Ardana’s flagship product Teverelix LA has moved a step closer to Phase II testing, following a successful meeting with US regulators during which a development path for the drug as a treatment for endometriosis was agreed upon.
As a result of the pre-Investigational New Drug meeting with the US Food and Drug Administration, the Edinburgh-based pharmaceutical group says it now expects to submit plans for the first Phase II study design sometime this year.

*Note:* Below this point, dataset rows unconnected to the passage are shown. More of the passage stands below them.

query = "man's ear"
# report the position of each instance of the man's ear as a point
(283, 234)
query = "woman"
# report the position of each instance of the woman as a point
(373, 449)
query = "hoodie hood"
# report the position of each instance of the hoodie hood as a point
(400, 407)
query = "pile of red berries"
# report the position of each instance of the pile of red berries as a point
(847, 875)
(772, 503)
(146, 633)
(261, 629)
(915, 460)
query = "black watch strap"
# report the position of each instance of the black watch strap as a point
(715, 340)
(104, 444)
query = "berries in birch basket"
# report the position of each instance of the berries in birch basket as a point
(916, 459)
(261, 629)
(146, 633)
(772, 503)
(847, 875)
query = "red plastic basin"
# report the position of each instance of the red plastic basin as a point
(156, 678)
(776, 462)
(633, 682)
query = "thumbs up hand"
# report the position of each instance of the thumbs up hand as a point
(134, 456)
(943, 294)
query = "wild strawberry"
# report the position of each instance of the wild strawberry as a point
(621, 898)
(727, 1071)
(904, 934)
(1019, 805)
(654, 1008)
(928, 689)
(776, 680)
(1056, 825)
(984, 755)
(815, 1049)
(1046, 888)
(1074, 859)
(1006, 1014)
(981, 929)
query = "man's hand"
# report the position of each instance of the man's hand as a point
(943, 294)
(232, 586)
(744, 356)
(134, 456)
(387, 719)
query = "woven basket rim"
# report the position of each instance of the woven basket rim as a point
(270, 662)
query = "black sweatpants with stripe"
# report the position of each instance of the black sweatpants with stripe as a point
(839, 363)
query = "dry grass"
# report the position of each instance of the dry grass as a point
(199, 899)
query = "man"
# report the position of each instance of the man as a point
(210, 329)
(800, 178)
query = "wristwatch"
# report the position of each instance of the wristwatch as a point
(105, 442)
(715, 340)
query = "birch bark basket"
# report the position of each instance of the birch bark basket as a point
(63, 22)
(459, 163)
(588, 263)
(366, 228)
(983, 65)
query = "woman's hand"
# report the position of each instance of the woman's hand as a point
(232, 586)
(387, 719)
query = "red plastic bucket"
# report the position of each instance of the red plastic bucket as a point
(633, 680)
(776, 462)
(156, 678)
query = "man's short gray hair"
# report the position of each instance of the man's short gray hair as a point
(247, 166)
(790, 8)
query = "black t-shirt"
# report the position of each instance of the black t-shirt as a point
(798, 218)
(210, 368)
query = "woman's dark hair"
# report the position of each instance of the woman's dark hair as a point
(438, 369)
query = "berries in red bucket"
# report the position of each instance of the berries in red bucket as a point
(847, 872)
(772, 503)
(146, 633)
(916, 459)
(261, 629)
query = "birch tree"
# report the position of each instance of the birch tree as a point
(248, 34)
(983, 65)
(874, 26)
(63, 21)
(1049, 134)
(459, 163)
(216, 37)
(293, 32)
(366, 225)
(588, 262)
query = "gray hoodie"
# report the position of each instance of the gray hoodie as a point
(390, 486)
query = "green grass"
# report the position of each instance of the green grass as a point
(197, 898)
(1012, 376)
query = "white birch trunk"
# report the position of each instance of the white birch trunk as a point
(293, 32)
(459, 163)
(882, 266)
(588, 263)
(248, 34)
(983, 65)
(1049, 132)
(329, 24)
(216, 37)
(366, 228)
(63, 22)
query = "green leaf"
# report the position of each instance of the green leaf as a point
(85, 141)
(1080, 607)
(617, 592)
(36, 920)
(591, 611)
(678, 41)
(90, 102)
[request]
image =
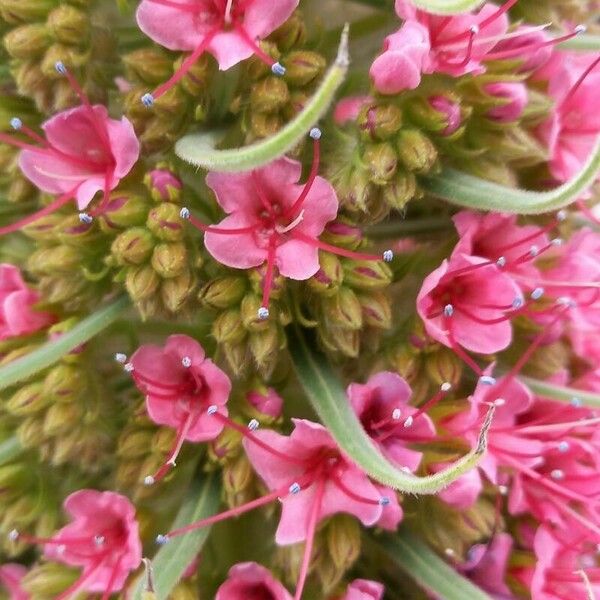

Current treatments for endometriosis include GnRH agonists, but these can induce unpleasant side effects similar to those experienced by menopausal women, such as hot flushes, reduced libido and loss of bone density, due to a severe reduction in oestrogen levels.
Phase I trials of Teverelix LA, however, indicate that the agent may side-step such side effects because of its ability to reduce oestrogen levels to a lesser extent, in a dose-dependent manner, and, encouragingly, it appears to have no affect on certain bone absorption markers either.
Unmet need
According to Ardana chief Dr Huw Jones, there is a “high unmet medical need for an effective treatment for endometriosis which does not produce menopausal symptoms or a loss of bone mineral density”, and, as one in 10 women is thought to have the condition, this market is a potentially lucrative one for the firm.
The company is also assessing the drug in prostate cancer and benign prostatic hyperplasia, and investors were obviously pleased with its progress in endometriosis, as shares were up nearly 1.9% at 39.7 pence at close of play yesterday.